Surpluses are unlikely, the governor said in his State of the State address last week, given the slower pace of the national economic recovery and its vulnerability to unforeseeable world events, along with demographic changes that are likely to constrain our choices about where to spend money the state raises from taxpayers.
“Whatever future national economic growth does occur, will likely be less than that experienced in the post-World War II decades, before the Great Recession,” he said.
All the more reason, then, for lawmakers to restrain themselves from spending the surplus in ways that produce ongoing, and compounding, obligations. Or, it can well be argued, from spending it at all.
The extra money projected on the bottom line results from Minnesotans’ economic success, the governor contends.
He credited Minnesotans, recognizing “the business owners and executives, who have chosen to locate and expand here, because they found it profitable to do so”; “their hard-working, productive employees, who helped make those decisions successful”; and teachers, professors and other educators, as well as doctors, nurses, state and local government workers and more.
Unfortunately, Dayton said, the state’s successes are seldom acknowledged inside the Capitol.
“Its inhabitants are too preoccupied with assigning blame for real and imagined shortcomings. So, I want to take this opportunity to recognize the accomplishments of the people of Minnesota. And to say, ‘Thank You.’ You are remarkable citizens. You have achieved extraordinary successes, which have boosted our state to its place today.”
The governor cited growth in employment, incomes and business profits.
But we know it won’t always be so.
As we maintain on these pages, more state spending today increases the chances for deficits when the economy inevitably cycles downward, and leaves less flexibility for response.
As we’ve noted, every dollar not added to the spending base today is a dollar-plus-inflation that doesn’t have to be spent tomorrow.
And tomorrow will be far different, with demographic changes as aging baby boomers place increasing strain on government resources.
The governor’s proposals, however, call for spending nearly all of the projected surplus this year. Included, as the Pioneer Press has reported, are hundreds of millions of dollars in new spending for education and families.

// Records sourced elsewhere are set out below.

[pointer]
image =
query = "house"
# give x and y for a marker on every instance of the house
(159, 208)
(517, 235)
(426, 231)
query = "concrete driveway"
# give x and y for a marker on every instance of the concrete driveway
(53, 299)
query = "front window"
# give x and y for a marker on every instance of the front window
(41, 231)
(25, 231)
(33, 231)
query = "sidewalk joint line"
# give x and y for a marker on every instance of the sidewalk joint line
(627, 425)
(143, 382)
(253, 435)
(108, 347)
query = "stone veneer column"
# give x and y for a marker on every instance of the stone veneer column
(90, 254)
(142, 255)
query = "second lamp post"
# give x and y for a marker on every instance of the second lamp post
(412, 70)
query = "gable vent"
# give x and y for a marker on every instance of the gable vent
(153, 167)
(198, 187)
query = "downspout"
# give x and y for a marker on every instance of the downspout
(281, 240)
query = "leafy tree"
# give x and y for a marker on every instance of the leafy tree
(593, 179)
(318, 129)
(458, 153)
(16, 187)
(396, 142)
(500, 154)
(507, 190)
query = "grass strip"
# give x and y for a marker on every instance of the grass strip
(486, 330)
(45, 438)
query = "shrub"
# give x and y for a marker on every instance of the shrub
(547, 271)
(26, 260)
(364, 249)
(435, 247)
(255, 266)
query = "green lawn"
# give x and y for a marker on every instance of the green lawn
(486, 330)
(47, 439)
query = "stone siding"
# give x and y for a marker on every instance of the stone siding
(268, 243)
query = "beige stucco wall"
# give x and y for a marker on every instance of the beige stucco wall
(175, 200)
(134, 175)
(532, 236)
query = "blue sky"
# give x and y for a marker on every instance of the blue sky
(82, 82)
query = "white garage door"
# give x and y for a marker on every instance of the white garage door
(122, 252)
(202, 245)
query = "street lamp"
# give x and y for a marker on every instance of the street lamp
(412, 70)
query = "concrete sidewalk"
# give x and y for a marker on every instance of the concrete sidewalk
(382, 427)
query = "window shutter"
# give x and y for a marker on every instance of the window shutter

In addition, Dayton last week advanced a plan calling for $842 million in state bonding — that is, borrowing, debt that must be repaid with interest — for public works projects.
During the remaining five weeks of this legislative session, Dayton told lawmakers, “We will face our own moments of truth: Will we do what is easy, safe and popular; or will we risk our political lives to preserve this great state for future generations?”
As they consider his question, lawmakers should make restraint central to the answer.
Thrift is a virtue.
If Minnesota’s success owes to all those people the governor complimented, then he and the Legislature should take care to leave them as much of their own money as possible —so they can do more of what makes Minnesota great.